Colorado Counties, Inc., is also against the bill, concerned that it will prevent children from getting mental health treatment. “Making this policy change in the absence of building out the continuum of services has the potential to push children into the child welfare system when there are no signs of abuse and neglect,” said Gini Pingenot, director of external affairs for the association.
Data collected by Colorado Counties found 677 children ages 10-12 were arrested in Colorado in 2021, about half of them for crimes against people.
Stacie Nelson Colling, with the Colorado Office of the Alternate Defense Counsel, which represents kids in court, called the number of elementary age children held in lockup “heartbreaking.”
“I hear stories of a kid’s handcuffs sliding off their arms because they are too big. Their feet don’t hit the ground when they sit in a chair,” she said. “They’re terrified.”
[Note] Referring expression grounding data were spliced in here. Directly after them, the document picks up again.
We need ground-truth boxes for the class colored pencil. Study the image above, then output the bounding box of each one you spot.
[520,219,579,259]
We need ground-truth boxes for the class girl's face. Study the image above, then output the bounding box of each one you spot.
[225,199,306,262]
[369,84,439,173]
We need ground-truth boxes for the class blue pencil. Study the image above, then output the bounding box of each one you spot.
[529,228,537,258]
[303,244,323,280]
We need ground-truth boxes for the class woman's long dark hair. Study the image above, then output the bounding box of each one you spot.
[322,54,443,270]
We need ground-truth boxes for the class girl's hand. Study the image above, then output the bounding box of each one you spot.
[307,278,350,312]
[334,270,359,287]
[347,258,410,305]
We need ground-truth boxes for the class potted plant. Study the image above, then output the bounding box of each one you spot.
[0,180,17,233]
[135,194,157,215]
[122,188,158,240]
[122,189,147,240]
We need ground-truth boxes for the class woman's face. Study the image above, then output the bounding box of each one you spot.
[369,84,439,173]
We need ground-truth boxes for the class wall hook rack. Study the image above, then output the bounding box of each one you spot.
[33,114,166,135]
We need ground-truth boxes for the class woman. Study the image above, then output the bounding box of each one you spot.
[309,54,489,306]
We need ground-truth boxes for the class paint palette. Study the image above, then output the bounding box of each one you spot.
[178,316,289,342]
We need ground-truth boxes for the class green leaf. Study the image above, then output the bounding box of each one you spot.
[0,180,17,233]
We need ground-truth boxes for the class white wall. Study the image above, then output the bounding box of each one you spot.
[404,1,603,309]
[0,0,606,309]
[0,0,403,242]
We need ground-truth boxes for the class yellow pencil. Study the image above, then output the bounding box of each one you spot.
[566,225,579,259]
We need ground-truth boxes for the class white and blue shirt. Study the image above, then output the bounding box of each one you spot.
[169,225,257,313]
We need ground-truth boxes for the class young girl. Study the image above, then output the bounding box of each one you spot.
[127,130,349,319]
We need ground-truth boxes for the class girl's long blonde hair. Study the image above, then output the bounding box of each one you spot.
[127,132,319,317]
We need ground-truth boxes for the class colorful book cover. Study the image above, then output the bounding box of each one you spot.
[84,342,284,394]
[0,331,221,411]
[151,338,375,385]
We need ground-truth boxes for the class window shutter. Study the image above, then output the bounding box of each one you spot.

Phillip Roybal was one of those kids. At age 12, in his third week of eighth grade, he was arrested on campus for a property crime he committed outside of school, and expelled from school. Roybal recalled the shame he felt getting handcuffed at school. Now 27, he’s the youth organizing manager for Colorado Circles for Change, which helps minority children who have been in the juvenile justice system or whose families reach out for help.
Roybal spent his high school years in youth corrections, eventually earning his GED at age 19. As a kid, he didn’t see his life as traumatic – even though he was raised by a single father who had recently gotten out of a prison while his mother, who was addicted to heroin, was in prison.
“I didn’t see those as traumatic experiences because that was baseline for what I knew, “ he said. “I was left to my own decisions. And at 12 years old, I didn’t have the capacity to make those right decisions.”
While it’s true that many kids don’t access treatment services until they are in criminal trouble, that’s not how it should work, Roybal said. Colorado should address that access to treatment as it raises the prosecution age to 13, he said.
The bill says that law enforcement could take children age 10 and up into temporary custody for safety reasons and then refer them to other services, and that the state would use existing youth detention funding to pay for those services.
“What are we waiting for?” he asked. “Are we waiting for other youth to overdose, to be lost within the juvenile justice system? We are tired of waiting.”
Update: This article was updated Feb. 9, 2022, to clarify racial data provided by the Division of Youth Services.